In 1996, my husband decided to travel to Canada. I stayed in Chile with my two-year-old son, waiting for the moment we would join him.

My husband arrived in Montreal, neither knowing anyone nor speaking the language. Soon he started to attend a church where he learned that we often have to walk by faith and not by sight.

That is how he got three jobs.

Ten months later, my son and I arrived in Canada via the United States.

Within weeks of my arrival, I started working with my husband in a restaurant where I was paid half the minimum wage. Because we had no one to take care of our son, we had to bring him with us to work, where he slept and played under a counter.

With time and hard work, we eventually became restaurant chefs, and my son started attending daycare.

Everything was going well until immigration denied us Canadian residency.
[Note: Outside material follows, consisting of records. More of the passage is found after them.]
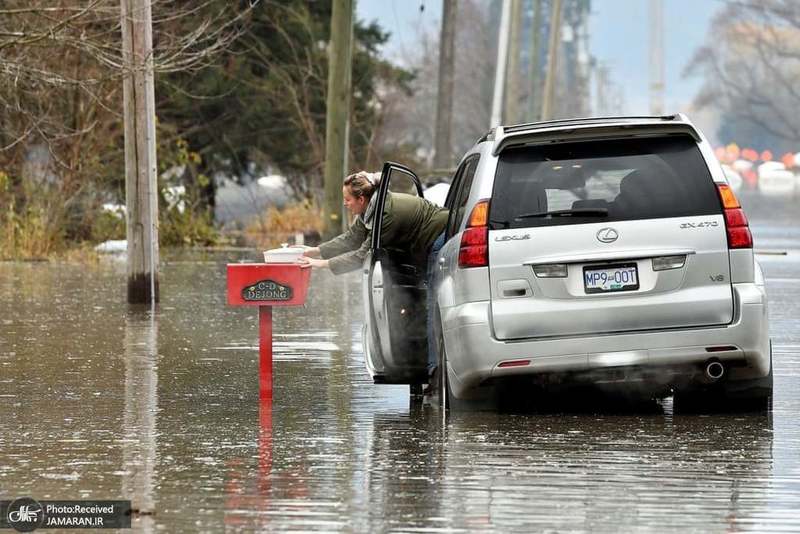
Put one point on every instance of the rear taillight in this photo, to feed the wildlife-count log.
(736, 225)
(474, 248)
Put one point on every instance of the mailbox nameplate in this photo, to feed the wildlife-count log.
(266, 290)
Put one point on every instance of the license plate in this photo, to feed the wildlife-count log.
(622, 277)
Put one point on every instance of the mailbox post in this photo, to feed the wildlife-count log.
(266, 285)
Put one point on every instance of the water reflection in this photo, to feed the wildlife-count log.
(139, 421)
(103, 402)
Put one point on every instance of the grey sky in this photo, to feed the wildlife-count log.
(618, 37)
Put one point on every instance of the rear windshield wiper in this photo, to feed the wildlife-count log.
(580, 212)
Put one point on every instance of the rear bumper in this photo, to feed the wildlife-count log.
(474, 355)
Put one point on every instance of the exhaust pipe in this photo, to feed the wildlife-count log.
(714, 371)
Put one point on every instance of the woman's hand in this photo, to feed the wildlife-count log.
(312, 262)
(310, 252)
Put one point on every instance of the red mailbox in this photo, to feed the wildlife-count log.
(266, 285)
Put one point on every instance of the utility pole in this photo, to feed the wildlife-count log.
(444, 98)
(337, 117)
(512, 71)
(552, 61)
(656, 57)
(500, 68)
(534, 67)
(141, 186)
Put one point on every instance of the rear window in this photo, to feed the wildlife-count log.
(601, 181)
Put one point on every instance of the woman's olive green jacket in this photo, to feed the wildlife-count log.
(410, 224)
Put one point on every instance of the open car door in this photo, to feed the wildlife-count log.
(394, 291)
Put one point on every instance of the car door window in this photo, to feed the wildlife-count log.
(458, 208)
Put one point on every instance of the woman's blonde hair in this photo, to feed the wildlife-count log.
(362, 183)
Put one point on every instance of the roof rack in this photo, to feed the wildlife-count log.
(540, 125)
(583, 120)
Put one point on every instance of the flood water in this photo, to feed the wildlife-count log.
(103, 401)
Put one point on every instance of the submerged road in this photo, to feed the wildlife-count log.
(102, 402)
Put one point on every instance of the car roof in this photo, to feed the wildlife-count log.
(588, 127)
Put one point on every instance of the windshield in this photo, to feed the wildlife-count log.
(610, 180)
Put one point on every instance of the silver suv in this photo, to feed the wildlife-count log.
(587, 250)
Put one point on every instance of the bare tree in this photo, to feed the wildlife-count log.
(412, 119)
(752, 65)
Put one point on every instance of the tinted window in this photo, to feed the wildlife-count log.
(615, 180)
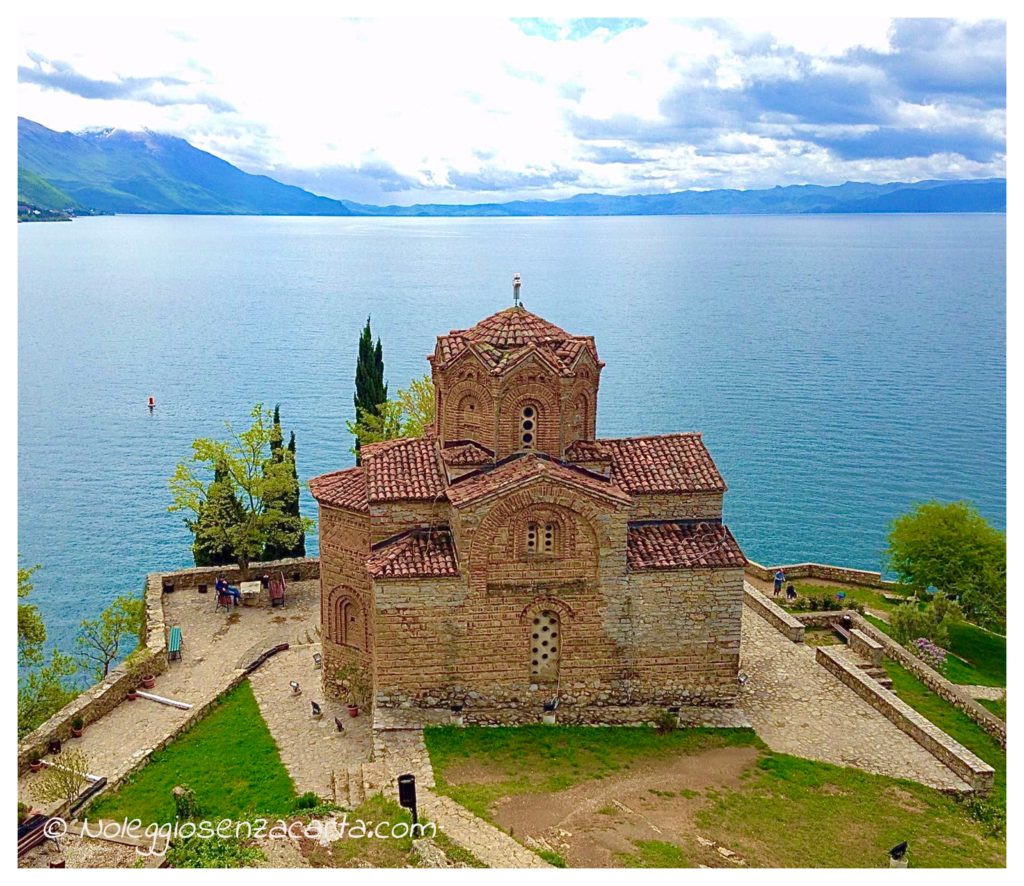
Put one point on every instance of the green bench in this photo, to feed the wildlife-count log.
(174, 644)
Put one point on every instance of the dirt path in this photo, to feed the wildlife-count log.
(592, 824)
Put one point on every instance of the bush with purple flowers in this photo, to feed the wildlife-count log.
(932, 655)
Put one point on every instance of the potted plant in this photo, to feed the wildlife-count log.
(549, 711)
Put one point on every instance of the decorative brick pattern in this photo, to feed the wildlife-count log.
(474, 533)
(971, 768)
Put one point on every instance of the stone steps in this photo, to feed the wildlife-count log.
(877, 673)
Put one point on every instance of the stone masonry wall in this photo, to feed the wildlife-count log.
(678, 506)
(346, 604)
(971, 768)
(103, 697)
(821, 572)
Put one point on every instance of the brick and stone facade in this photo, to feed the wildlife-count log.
(510, 558)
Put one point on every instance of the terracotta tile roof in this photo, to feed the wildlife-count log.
(466, 454)
(418, 553)
(502, 339)
(670, 463)
(587, 451)
(402, 469)
(519, 468)
(345, 489)
(682, 546)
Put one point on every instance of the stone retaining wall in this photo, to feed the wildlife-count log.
(103, 697)
(978, 774)
(775, 616)
(865, 646)
(295, 570)
(935, 681)
(929, 676)
(821, 572)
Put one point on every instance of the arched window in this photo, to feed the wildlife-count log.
(531, 538)
(348, 623)
(549, 538)
(527, 426)
(545, 642)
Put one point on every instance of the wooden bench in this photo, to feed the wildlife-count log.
(174, 644)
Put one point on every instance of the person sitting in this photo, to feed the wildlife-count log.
(224, 588)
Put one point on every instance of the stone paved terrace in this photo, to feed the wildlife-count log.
(214, 645)
(311, 750)
(797, 707)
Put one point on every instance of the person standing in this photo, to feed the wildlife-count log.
(779, 581)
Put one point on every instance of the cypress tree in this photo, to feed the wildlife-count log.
(293, 510)
(371, 389)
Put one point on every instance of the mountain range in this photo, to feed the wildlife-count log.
(114, 170)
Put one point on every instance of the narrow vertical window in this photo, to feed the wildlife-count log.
(545, 642)
(527, 427)
(531, 534)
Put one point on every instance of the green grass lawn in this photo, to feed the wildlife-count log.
(977, 657)
(228, 758)
(542, 759)
(786, 812)
(955, 723)
(801, 813)
(996, 707)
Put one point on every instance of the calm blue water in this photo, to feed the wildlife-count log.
(840, 367)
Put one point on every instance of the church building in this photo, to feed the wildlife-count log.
(510, 558)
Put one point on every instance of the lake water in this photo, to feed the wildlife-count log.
(841, 368)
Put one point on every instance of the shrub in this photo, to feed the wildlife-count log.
(931, 655)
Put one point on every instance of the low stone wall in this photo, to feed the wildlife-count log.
(935, 681)
(978, 774)
(821, 572)
(295, 570)
(103, 697)
(865, 646)
(775, 616)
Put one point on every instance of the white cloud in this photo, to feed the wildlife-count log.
(484, 109)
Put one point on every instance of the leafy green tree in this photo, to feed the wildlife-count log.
(953, 549)
(410, 415)
(909, 622)
(45, 690)
(100, 641)
(31, 630)
(371, 389)
(220, 508)
(258, 481)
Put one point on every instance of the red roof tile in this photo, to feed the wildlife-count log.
(402, 470)
(466, 454)
(682, 546)
(345, 489)
(520, 468)
(505, 337)
(670, 463)
(416, 554)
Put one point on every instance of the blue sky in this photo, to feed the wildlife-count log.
(399, 111)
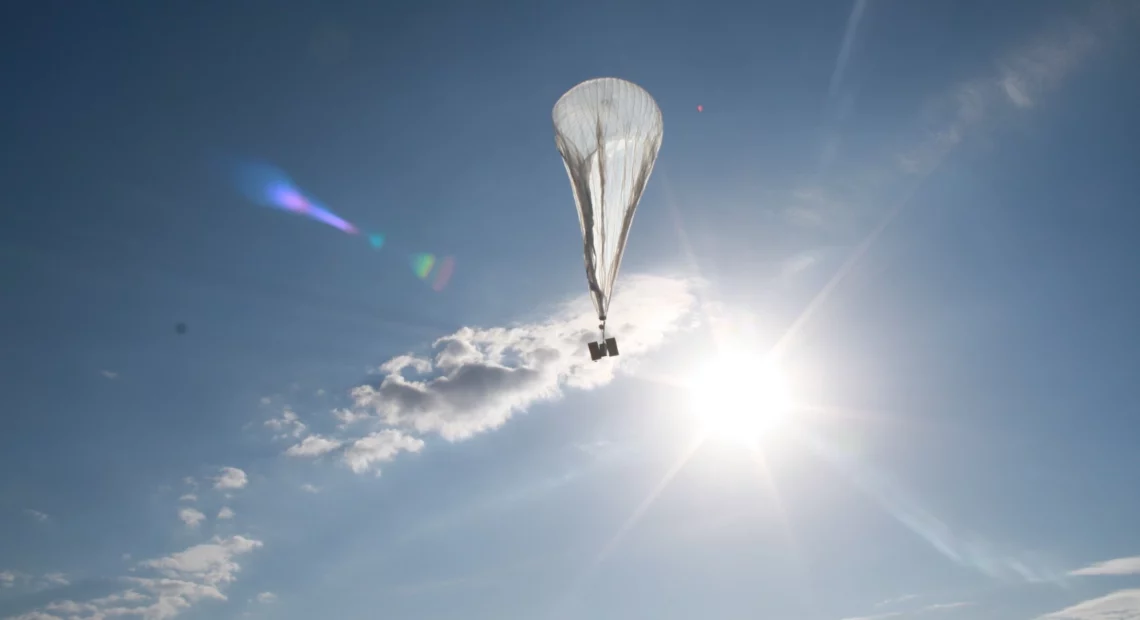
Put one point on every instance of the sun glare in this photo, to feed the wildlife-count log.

We hired a lawyer to appeal, and he recommended that we move to Toronto.

In Toronto, we had to start from scratch, learning another language, finding new work, new friends, and a new church. It was here that we found our home.

One day while I was organizing a family camp, my colleagues tearfully told me that my husband had been detained by Immigration Canada and would be deported.

I remembered what my husband always told me: “we must walk by faith,” and despite everything that was happening, I felt peace.

We discovered that our lawyer had done nothing for us…

It was a painful moment, but we felt the support of our friends and the church.

One week later, my husband was granted bail. We made an appeal on humanitarian grounds, and one week before our deportation date, we were accepted in Canada.

In the aftermath of our case, Immigration Canada asked us to be part of a campaign to support a new law to avoid this type of fraud from happening again. The Ministry made a video about our story, which is on their website. Whenever possible, my husband and I give talks about immigration for illegal immigrants or people in the immigration process.

Now we begin a new adventure. My husband has his own company building beautiful houses, my son is in his first year of university, and I started a daycare. And in spite of everything, we continue to walk by faith.